In the early years of work of the Institute, members of IKPIR's staff were engaged in studies of then new methods for the analysis of structures, including the Finite Element Method. This made possible the introduction of the Finite Element Method into the regular curriculum, the development of the Institute's own computer programs, and the introduction of these and other structural analysis computer programs into the everyday practice of designers of building and civil engineering structures. It was at this time that general computer programs for the analysis of linear structures, slabs and high-rise structures were developed, as well as special computer programs for the analysis of building systems consisting of precast reinforced-concrete elements.
At the beginning of the 1980's, the development of computer graphics made possible the use of computers in those parts of the design process which could previously only have been performed using traditional methods. Methods for the computerized design of reinforcement were studied, and computer programs were developed which were able to produce reinforcement plans for precast elements, slabs, walls and frame structures. The results achieved by these programs could be used directly for the planning and management of production at bar-bending plants. Up-to-date graphic pre- and post-processors were added to the majority of existing computer programs.
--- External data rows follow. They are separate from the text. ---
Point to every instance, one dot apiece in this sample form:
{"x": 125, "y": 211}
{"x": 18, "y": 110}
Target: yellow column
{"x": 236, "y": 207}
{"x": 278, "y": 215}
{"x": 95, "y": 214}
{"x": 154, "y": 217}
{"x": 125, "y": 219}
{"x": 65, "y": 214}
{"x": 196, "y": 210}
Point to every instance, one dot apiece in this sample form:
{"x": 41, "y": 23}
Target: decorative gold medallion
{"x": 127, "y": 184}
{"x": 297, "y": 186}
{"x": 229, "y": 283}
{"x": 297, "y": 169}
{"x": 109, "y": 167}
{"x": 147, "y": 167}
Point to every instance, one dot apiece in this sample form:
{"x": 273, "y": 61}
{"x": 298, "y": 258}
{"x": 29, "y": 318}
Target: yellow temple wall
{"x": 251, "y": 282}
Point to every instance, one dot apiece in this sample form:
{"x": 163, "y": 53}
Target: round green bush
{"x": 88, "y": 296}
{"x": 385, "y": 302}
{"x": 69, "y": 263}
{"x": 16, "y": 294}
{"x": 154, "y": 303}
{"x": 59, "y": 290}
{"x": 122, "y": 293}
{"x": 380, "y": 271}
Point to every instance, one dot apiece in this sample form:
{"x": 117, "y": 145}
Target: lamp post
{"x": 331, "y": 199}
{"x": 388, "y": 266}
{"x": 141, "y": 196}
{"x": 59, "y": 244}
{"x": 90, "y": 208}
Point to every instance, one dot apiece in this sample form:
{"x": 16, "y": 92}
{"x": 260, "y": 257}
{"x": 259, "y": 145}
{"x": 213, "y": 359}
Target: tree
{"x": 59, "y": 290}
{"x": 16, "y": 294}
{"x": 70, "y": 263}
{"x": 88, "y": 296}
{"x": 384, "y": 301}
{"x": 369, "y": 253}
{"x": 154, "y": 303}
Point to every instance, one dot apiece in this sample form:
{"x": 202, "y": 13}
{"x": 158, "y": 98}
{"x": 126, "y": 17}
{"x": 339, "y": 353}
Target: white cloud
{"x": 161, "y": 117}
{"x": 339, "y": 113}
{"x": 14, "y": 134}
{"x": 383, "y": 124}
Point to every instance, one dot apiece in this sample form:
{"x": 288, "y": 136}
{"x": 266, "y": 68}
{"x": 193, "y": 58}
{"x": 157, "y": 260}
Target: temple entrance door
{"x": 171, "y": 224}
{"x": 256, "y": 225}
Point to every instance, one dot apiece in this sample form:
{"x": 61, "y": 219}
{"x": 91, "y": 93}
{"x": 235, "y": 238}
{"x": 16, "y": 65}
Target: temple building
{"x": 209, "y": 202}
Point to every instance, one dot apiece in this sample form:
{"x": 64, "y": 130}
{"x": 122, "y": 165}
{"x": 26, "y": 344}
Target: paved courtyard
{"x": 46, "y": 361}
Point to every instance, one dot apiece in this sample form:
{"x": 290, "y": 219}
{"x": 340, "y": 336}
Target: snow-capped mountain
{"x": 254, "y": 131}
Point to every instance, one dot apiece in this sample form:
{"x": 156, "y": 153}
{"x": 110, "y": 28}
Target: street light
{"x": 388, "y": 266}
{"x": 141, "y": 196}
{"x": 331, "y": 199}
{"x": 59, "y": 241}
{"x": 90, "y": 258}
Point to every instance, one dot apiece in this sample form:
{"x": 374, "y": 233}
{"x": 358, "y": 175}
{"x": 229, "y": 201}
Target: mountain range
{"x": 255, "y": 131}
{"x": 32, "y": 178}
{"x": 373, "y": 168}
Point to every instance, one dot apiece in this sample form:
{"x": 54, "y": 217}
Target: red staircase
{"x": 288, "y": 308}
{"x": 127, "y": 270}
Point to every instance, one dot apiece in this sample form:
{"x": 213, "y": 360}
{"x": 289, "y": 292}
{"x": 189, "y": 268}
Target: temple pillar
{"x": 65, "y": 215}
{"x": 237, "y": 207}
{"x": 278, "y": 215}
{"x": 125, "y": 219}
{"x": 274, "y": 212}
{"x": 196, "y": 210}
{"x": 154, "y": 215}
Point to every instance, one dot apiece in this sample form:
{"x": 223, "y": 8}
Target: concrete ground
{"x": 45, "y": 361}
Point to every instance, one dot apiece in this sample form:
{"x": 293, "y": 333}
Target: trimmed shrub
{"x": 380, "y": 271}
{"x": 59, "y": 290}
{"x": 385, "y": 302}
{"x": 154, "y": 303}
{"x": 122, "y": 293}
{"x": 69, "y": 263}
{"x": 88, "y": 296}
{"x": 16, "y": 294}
In the second half of the 1980's research work was begun into expert systems in the field of technical regulations.
As an extension of the previously carried out research into the design of reinforcement, at present possibilities for the robotized assembly of reinforcement are being investigated. The assembly processes are being studied by means of computer programs for the simulation of robotized processes, which will make possible a realistic assessment of the feasibility and costs of robotized systems.
IKPIR is involved in the TEMPUS and ESPRIT programs, financed by the European Union.